Los investigadores probaron esta idea no solo en vigas simples, sino también en escenarios más complejos que imitan entornos biológicos reales. Observaron cómo la materia en crecimiento se mueve a través de materiales porosos, como el suelo o el espacio entre las células de un tejido. Descubrieron que la combinación de crecimiento y viscoelasticidad hace que el material sea más permeable, permitiendo que los fluidos pasen con mayor facilidad que si el material solo estuviera creciendo o solo relajándose. También examinaron cómo las capas de tejido en crecimiento se arrugan, una característica común en todo, desde la piel de las frutas hasta las películas bacterianas. En estos casos, las arrugas alcanzaron su mayor tamaño solo cuando la tasa de crecimiento y el tiempo de relajación estaban equilibrados, mostrando nuevamente que el punto medio no es un compromiso, sino una zona de máximo efecto.

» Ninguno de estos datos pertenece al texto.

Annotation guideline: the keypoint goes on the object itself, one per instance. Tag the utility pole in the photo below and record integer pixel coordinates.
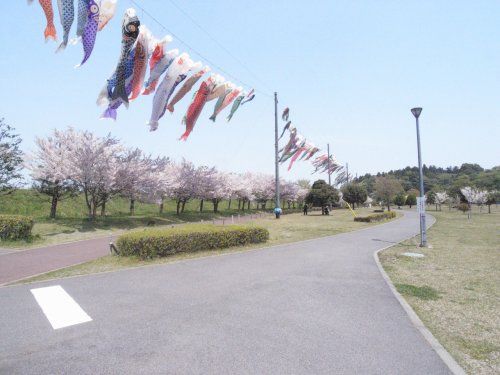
(421, 204)
(276, 160)
(329, 167)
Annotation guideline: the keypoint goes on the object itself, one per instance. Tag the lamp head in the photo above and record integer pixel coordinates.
(416, 111)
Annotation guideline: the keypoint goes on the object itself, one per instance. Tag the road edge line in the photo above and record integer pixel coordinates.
(445, 356)
(19, 282)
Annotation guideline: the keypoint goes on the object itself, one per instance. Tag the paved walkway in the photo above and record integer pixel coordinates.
(314, 307)
(17, 265)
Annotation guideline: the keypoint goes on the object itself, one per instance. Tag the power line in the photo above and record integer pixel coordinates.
(219, 44)
(195, 51)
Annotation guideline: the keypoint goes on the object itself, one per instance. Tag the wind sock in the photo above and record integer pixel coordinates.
(284, 129)
(113, 105)
(230, 97)
(159, 63)
(90, 31)
(67, 15)
(296, 155)
(176, 73)
(285, 114)
(218, 105)
(130, 32)
(81, 19)
(186, 87)
(197, 105)
(108, 9)
(250, 96)
(235, 106)
(50, 29)
(311, 153)
(141, 57)
(219, 90)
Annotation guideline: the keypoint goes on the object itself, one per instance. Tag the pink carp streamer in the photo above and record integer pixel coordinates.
(298, 148)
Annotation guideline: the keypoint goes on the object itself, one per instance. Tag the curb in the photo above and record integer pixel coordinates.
(446, 357)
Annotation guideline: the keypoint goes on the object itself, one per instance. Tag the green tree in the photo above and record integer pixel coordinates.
(400, 199)
(493, 198)
(386, 189)
(354, 193)
(10, 157)
(411, 200)
(322, 195)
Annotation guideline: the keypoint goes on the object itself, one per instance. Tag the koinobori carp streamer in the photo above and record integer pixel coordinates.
(140, 50)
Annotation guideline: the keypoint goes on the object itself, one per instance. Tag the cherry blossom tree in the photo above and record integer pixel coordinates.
(50, 168)
(184, 184)
(135, 176)
(160, 182)
(474, 196)
(289, 192)
(263, 188)
(441, 197)
(93, 164)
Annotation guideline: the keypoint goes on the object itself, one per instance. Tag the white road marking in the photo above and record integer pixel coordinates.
(60, 309)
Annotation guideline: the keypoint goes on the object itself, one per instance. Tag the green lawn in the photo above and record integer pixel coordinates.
(455, 289)
(290, 228)
(72, 223)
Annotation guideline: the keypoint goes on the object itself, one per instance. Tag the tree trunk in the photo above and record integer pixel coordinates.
(53, 206)
(132, 207)
(87, 201)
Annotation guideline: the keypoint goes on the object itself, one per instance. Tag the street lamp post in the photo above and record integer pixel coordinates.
(421, 205)
(277, 208)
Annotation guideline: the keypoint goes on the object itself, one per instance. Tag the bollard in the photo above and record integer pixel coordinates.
(112, 248)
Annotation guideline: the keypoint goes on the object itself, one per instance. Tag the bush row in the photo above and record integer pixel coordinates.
(152, 243)
(15, 227)
(376, 217)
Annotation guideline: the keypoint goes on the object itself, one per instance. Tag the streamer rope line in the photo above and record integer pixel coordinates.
(196, 52)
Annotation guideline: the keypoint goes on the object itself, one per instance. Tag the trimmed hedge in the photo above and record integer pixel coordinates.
(15, 227)
(152, 243)
(376, 217)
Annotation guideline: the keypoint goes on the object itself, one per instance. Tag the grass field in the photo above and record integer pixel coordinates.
(72, 223)
(455, 289)
(290, 228)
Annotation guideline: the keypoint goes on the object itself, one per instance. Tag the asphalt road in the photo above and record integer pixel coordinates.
(314, 307)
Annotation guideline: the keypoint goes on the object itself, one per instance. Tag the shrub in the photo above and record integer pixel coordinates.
(15, 227)
(376, 217)
(151, 243)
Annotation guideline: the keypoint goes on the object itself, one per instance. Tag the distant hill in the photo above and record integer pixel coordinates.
(449, 179)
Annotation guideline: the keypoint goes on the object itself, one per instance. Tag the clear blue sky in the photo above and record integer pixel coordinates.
(349, 70)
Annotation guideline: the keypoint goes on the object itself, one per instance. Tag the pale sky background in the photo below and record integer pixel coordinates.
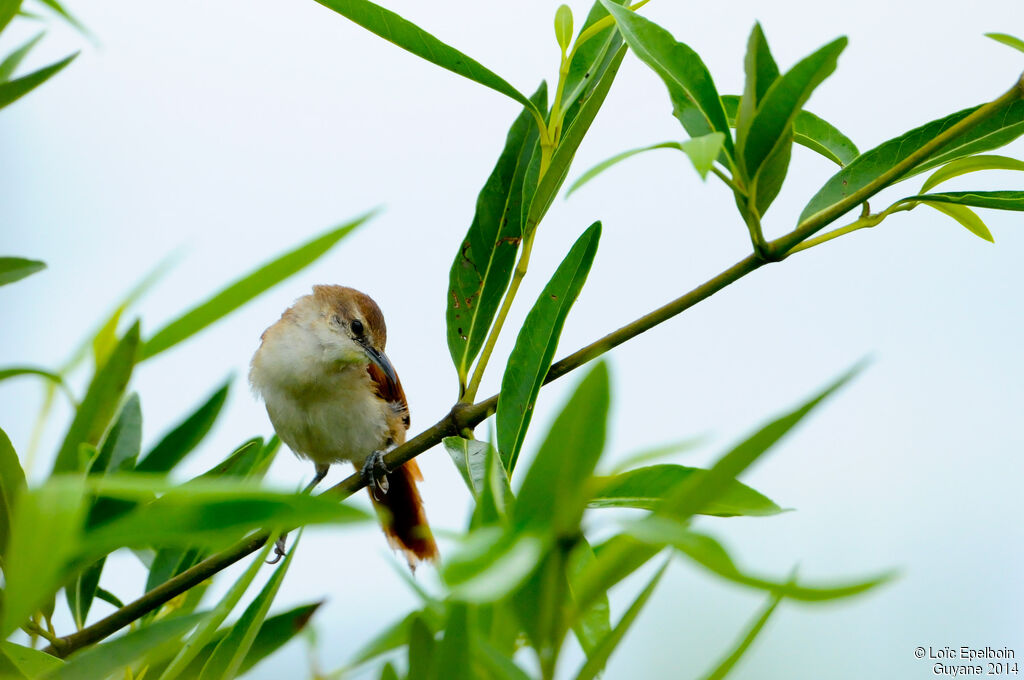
(236, 130)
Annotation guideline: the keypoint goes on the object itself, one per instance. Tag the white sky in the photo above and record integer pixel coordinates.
(238, 129)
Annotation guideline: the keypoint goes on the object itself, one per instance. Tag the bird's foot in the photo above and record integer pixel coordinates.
(279, 549)
(375, 473)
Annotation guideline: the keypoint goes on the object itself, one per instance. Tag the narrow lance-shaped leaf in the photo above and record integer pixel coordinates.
(453, 657)
(592, 625)
(491, 563)
(482, 267)
(704, 151)
(206, 631)
(102, 660)
(760, 73)
(781, 103)
(15, 268)
(707, 552)
(535, 347)
(184, 437)
(697, 492)
(993, 200)
(247, 288)
(1004, 124)
(1007, 39)
(970, 164)
(229, 654)
(646, 487)
(598, 659)
(967, 217)
(614, 160)
(412, 38)
(44, 533)
(561, 159)
(11, 485)
(12, 90)
(810, 131)
(25, 662)
(100, 401)
(726, 665)
(584, 68)
(681, 69)
(554, 493)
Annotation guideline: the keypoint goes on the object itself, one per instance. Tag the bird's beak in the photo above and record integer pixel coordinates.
(381, 359)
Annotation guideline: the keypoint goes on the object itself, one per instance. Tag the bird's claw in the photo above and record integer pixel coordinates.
(279, 549)
(375, 474)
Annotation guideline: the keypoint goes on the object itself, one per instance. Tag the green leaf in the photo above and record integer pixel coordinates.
(491, 563)
(554, 493)
(563, 27)
(617, 158)
(654, 453)
(498, 665)
(810, 131)
(722, 670)
(412, 38)
(26, 662)
(535, 347)
(66, 15)
(229, 654)
(993, 200)
(12, 90)
(598, 659)
(971, 164)
(17, 371)
(690, 85)
(552, 180)
(1004, 125)
(12, 60)
(704, 151)
(11, 485)
(697, 492)
(100, 401)
(760, 71)
(1007, 39)
(482, 267)
(421, 647)
(247, 288)
(781, 102)
(594, 624)
(208, 628)
(15, 268)
(707, 552)
(396, 635)
(207, 514)
(44, 533)
(470, 458)
(647, 487)
(615, 559)
(965, 216)
(591, 58)
(184, 437)
(453, 659)
(102, 660)
(8, 9)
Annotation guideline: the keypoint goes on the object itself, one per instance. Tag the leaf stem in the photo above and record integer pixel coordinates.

Estos resultados sugieren que la forma en que los seres vivos crecen y cambian de forma está gobernada por un delicado mecanismo de sincronización. Si un tejido crece demasiado lento en comparación con su capacidad de relajación, fluye. Si crece demasiado rápido, se bloquea como un sólido. Pero cuando la sincronización es la justa, el sistema se vuelve dinámico e inestable, capaz de cambios rápidos y dramáticos. Esto tiene profundas implicaciones para comprender cómo se forman las estructuras biológicas y cómo se expanden enfermedades como el cáncer. El estudio indica que para comprender verdaderamente la mecánica de la vida, los científicos deben mirar más allá de las simples categorías de sólido y fluido y considerar la sincronización específica del crecimiento y la relajación. Los investigadores utilizaron simulaciones por computadora para explorar estas dinámicas, confirmando que estas transiciones bruscas son una característica real y robusta de la materia viscoelástica en crecimiento, esperando ser observadas en el complejo mundo vivo que nos rodea.